Province recognizes Victoria-area team for innovative partnerships

Restorative Justice Victoria with the Restorative Justice Memorial Award

The restorative justice team that serves Oak Bay is doing things well, according to the province.

Restorative Justice Victoria, which covers Oak Bay, Victoria, Esquimalt and some work on the West Shore, earned the Restorative Justice Memorial Award during the province’s annual Community Safety and Crime Prevention Awards.

“It’s a valuable recognition I think because for one thing it’s nice the province is acknowledging the work being done by restorative justice programs. There hasn’t always been that recognition,” said Gillian Lindquist, executive director for RJV. “It’s nice that it’s coming from the province and they’re recognizing good restorative justice work out there in the community. Often you get lots of recognition from the community and your community partners, but it doesn’t feel like the province is paying attention.”

The Restorative Justice Memorial Award recognizes commitment to innovative partnerships that have advanced restorative justice.

“Our goal is to walk about and understand what happened,” Lindquist said  “Usually that involves focusing on two things, how to heal the way people have been harmed. That focuses on the victim … but we do work around the offender and address how and why the offence happened in the first place.”

RJV supports those affected by crime through victim-offender conferencing, peace-making circles, victim-offender mediation and referrals to community services. Through years of research and program development, RJV has developed best practices – providing education to citizens; building partnerships with police, Crown counsel and the community; training facilitators and mentors; and developing and implementing an extensive evaluation program.

“What’s awesome about B.C. is it’s by the community for the community, and (the programs are) really responsive to their individual community’s needs,” she said.

Despite the best intentions, the individual community nature of B.C. restorative justice programs sometimes leaves a lack of consistent, quality programs with evaluations in place and reliance on research and evidence-based practices. The awards recognize the extra effort.

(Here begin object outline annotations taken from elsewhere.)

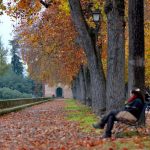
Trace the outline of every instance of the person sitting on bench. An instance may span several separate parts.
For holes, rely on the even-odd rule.
[[[133,116],[135,116],[137,119],[140,117],[140,114],[142,112],[143,106],[144,106],[144,96],[140,89],[134,89],[130,92],[130,98],[127,100],[127,103],[125,104],[125,107],[122,111],[127,111],[131,113]],[[102,138],[110,138],[111,137],[111,131],[113,129],[113,125],[115,121],[118,121],[116,118],[116,115],[121,112],[117,110],[113,110],[107,115],[105,115],[100,122],[93,124],[93,127],[95,129],[104,129],[105,124],[107,124],[105,134],[102,136]]]

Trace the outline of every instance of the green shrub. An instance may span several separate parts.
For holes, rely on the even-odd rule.
[[[0,99],[31,98],[31,94],[21,93],[10,88],[0,88]]]

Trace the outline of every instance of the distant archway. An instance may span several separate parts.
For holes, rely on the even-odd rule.
[[[63,97],[63,89],[61,87],[56,89],[56,97]]]

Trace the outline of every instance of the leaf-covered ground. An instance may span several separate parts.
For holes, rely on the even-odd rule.
[[[55,100],[0,116],[0,150],[149,150],[150,137],[100,139],[96,117],[72,101]]]

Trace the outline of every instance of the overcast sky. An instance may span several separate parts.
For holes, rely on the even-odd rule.
[[[13,37],[13,24],[10,17],[7,15],[0,15],[0,36],[3,42],[3,46],[6,49],[10,49],[9,40]],[[8,54],[8,63],[10,62],[10,56]]]

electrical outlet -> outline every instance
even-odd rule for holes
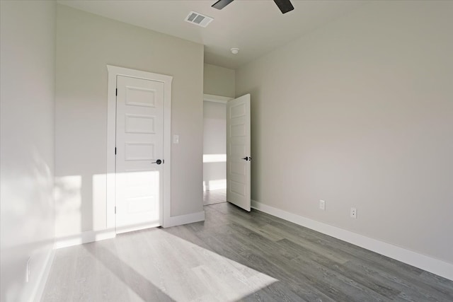
[[[357,209],[351,208],[351,218],[356,219],[357,218]]]
[[[25,267],[25,282],[28,283],[30,279],[30,260],[31,260],[31,257],[28,257],[27,260],[27,267]]]
[[[319,209],[324,211],[326,209],[326,202],[323,200],[319,201]]]

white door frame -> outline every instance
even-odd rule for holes
[[[117,76],[163,82],[164,88],[164,192],[161,225],[166,226],[170,221],[171,194],[171,82],[173,76],[128,68],[107,65],[108,90],[107,93],[107,229],[115,231],[115,154],[116,145],[116,81]]]

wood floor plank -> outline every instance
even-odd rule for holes
[[[453,281],[229,203],[57,250],[42,301],[453,301]]]

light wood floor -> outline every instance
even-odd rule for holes
[[[229,203],[57,250],[42,301],[453,301],[453,281]]]
[[[203,192],[203,204],[219,204],[220,202],[226,202],[226,190],[212,190],[210,191]]]

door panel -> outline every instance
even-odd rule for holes
[[[161,224],[164,83],[118,76],[116,231]]]
[[[251,209],[250,136],[247,94],[226,104],[226,200],[246,211]]]

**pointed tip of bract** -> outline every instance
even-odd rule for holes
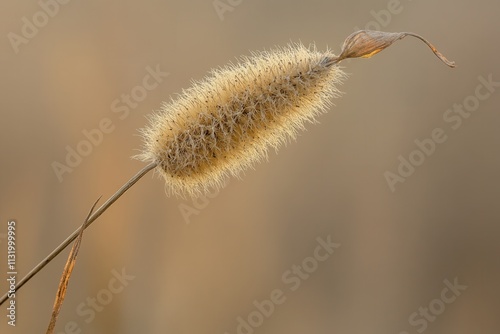
[[[331,57],[291,44],[212,70],[149,118],[135,158],[158,164],[170,195],[220,188],[331,106],[345,77]]]

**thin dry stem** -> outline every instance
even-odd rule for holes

“They want programs to keep that grassroots feel and be responsive to their community but want to demonstrate they’re doing safe and valuable restorative justice practices,” Lindquist said.

The provincial awards acknowledge the efforts of volunteers, non-profit organizations and other local public safety partners that are integral to reducing crime, violence and victimization in the community and provide critical support to the efforts of law enforcement and others in the justice sector.

These efforts complement significant investments in the provincial Guns and Gangs Strategy, policing, community safety and victim services, which are supporting safer and stronger communities throughout B.C.

“Each individual and organization we’re honouring through Community Safety and Crime Prevention Awards has set a stellar example – engaging constructively in various ways to build community and help ensure the safety of young, marginalized and vulnerable people,” said Mike Morris, Minister of Public Safety and Solicitor General. “By sharing the stories of how much our award winners have done, I’m hopeful we’ll inspire other British Columbians to champion public safety causes in their regions and communities.”